Monday, June 28, 2010

Looking Good


ALCY’S LUNCHEON JUNE 17TH 2010

ALCY’S POTATO-CHIP TORTILLA

3 tablespoons extra virgin olive oil

2 white onions thinly sliced

4 cups sliced veggies (zucchini, yellow squash, & red bell pepper.)

Kosher salt and pepper

12 large eggs plus 1 cup water.

5 cups thick cut potato chips

Preheat oven to 350◦, heat 2 tablespoons olive oil in a medium

nonstick oven proof skillet over medium heat. Add the onions,

and 4 cups of sliced veggies, salt and pepper, and cook, stirring

until soft about 8 minutes. Transfer to a bowl and wipe out skillet.
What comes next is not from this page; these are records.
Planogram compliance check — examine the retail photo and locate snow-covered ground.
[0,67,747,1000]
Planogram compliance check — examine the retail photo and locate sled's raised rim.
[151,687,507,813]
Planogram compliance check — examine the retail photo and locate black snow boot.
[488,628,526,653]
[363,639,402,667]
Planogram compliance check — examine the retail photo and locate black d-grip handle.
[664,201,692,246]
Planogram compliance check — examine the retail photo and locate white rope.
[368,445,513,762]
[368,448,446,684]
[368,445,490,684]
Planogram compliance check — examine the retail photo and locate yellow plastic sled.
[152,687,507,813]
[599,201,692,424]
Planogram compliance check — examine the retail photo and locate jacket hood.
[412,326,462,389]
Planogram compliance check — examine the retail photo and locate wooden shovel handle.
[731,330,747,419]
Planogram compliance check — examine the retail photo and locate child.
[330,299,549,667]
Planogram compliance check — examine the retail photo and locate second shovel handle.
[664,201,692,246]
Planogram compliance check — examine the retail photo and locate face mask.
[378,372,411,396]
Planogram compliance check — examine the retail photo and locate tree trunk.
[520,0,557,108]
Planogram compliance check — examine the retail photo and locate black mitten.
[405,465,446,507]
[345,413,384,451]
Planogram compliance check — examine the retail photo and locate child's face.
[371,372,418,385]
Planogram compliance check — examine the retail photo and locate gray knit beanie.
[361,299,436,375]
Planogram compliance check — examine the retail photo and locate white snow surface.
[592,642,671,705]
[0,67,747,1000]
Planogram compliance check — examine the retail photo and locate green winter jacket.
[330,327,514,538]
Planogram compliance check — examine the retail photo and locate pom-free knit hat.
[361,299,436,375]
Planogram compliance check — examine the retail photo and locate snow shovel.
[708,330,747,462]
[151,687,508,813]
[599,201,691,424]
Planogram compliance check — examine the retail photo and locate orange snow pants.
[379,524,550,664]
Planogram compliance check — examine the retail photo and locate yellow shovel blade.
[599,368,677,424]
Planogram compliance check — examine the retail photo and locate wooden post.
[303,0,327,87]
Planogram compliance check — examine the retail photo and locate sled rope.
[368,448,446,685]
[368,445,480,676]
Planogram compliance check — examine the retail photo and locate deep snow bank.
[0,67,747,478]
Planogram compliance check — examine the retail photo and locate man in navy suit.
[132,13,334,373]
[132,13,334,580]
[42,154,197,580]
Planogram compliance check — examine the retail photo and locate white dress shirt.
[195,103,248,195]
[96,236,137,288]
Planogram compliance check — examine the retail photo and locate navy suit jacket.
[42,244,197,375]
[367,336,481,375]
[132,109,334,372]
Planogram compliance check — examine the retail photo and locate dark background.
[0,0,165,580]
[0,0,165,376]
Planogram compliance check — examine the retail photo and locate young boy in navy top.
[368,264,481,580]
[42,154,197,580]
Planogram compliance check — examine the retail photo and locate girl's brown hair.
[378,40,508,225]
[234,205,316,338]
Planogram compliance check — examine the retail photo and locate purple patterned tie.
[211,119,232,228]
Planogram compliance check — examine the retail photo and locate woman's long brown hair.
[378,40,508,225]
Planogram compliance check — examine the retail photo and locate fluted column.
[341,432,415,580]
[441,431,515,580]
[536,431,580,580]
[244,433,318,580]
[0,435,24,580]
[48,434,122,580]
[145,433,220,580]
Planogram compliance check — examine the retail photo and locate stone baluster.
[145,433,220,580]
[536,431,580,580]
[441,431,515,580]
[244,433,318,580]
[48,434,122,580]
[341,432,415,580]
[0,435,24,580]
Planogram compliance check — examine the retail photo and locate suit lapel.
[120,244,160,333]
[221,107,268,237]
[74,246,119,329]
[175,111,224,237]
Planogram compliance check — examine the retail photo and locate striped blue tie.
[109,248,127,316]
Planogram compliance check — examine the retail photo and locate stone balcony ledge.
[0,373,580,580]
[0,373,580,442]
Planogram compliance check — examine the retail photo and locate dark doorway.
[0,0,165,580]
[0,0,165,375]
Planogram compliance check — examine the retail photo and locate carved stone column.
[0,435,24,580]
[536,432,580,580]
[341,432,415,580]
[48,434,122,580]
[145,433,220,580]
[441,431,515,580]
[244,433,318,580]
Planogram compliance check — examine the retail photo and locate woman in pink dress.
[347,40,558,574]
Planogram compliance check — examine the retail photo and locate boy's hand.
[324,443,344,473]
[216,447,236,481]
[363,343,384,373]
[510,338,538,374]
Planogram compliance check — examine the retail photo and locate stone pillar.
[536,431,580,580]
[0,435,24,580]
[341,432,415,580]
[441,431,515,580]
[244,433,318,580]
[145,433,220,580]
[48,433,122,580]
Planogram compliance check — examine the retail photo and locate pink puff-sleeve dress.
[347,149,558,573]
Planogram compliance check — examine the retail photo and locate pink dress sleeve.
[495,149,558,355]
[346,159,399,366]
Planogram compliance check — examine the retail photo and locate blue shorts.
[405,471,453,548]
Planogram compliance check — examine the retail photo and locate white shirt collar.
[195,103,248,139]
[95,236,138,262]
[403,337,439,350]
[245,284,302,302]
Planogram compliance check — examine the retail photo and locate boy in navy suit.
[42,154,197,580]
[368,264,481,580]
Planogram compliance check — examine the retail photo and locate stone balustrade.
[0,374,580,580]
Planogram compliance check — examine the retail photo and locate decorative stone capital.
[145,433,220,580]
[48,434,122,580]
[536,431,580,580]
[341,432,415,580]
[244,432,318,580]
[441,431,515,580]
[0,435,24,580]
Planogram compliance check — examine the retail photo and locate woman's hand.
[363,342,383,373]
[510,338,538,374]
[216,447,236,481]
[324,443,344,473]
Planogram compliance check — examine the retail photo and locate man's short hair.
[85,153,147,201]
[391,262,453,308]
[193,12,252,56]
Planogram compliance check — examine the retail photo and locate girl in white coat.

Meanwhile beat the eggs and 1 cup of water in a large bowl,

season with salt and pepper. Lightly crush the potato chips in

the egg mixture, let stand stirring occasionally until chips are

soft, about 10 minutes. Stir in onion and veggies.
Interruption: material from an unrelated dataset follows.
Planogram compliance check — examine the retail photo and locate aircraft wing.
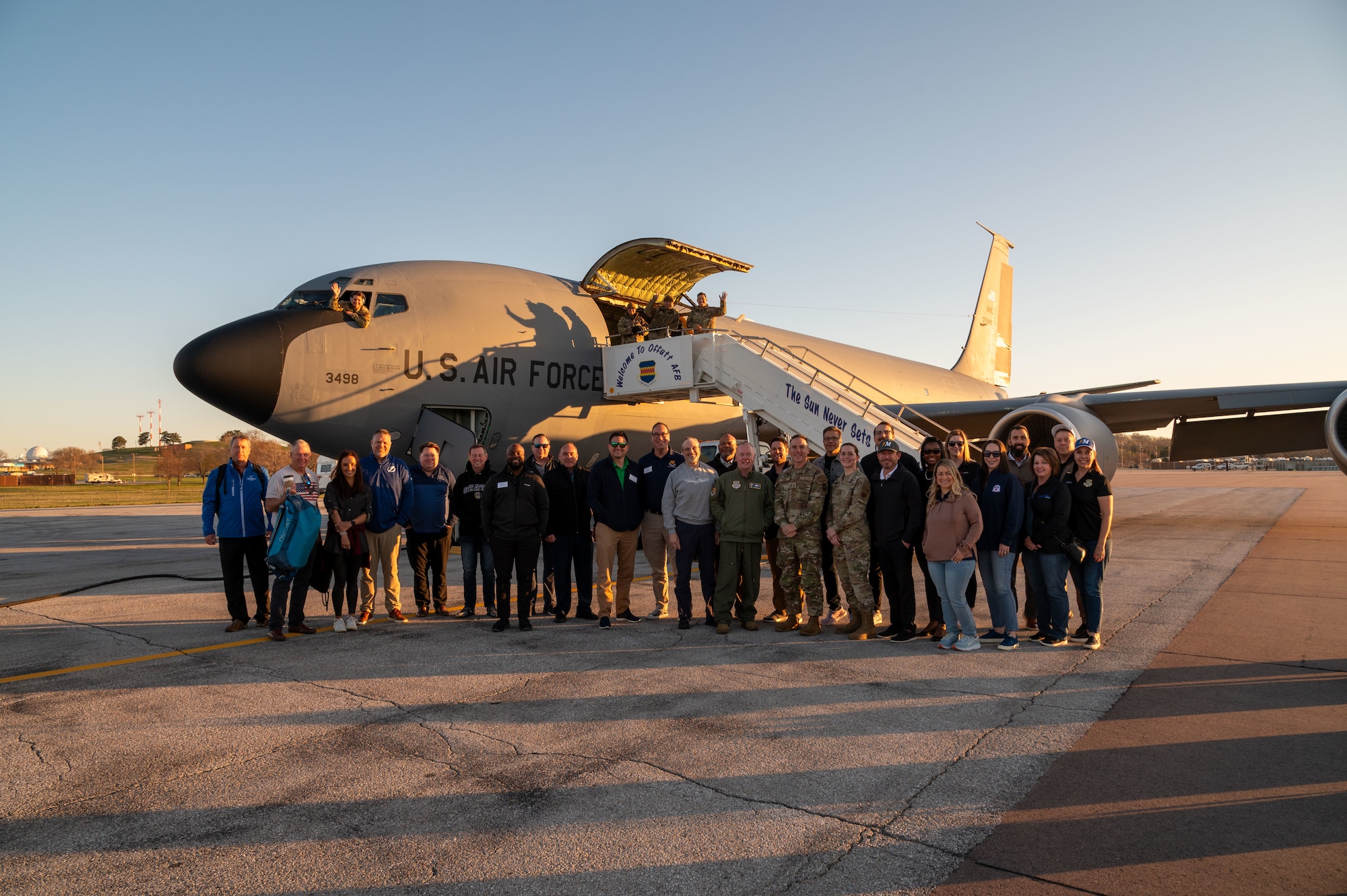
[907,381,1347,460]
Heat the remaining 1 Tablespoon olive oil in the skillet over

medium heat, swirling to coat. Add the egg mixture and cook

until it begins to set, about 5 minutes. Transfer the skillet to

the oven and bake until the eggs are firm and the top is golden

and slightly crisp, 30 to 35 minutes. Remove from the oven

and let stand 5 minutes, and then slide onto a plate. Cut into wedges

and serve warm or at room temperature.

Alcy said this is a good way to use the summer veggies.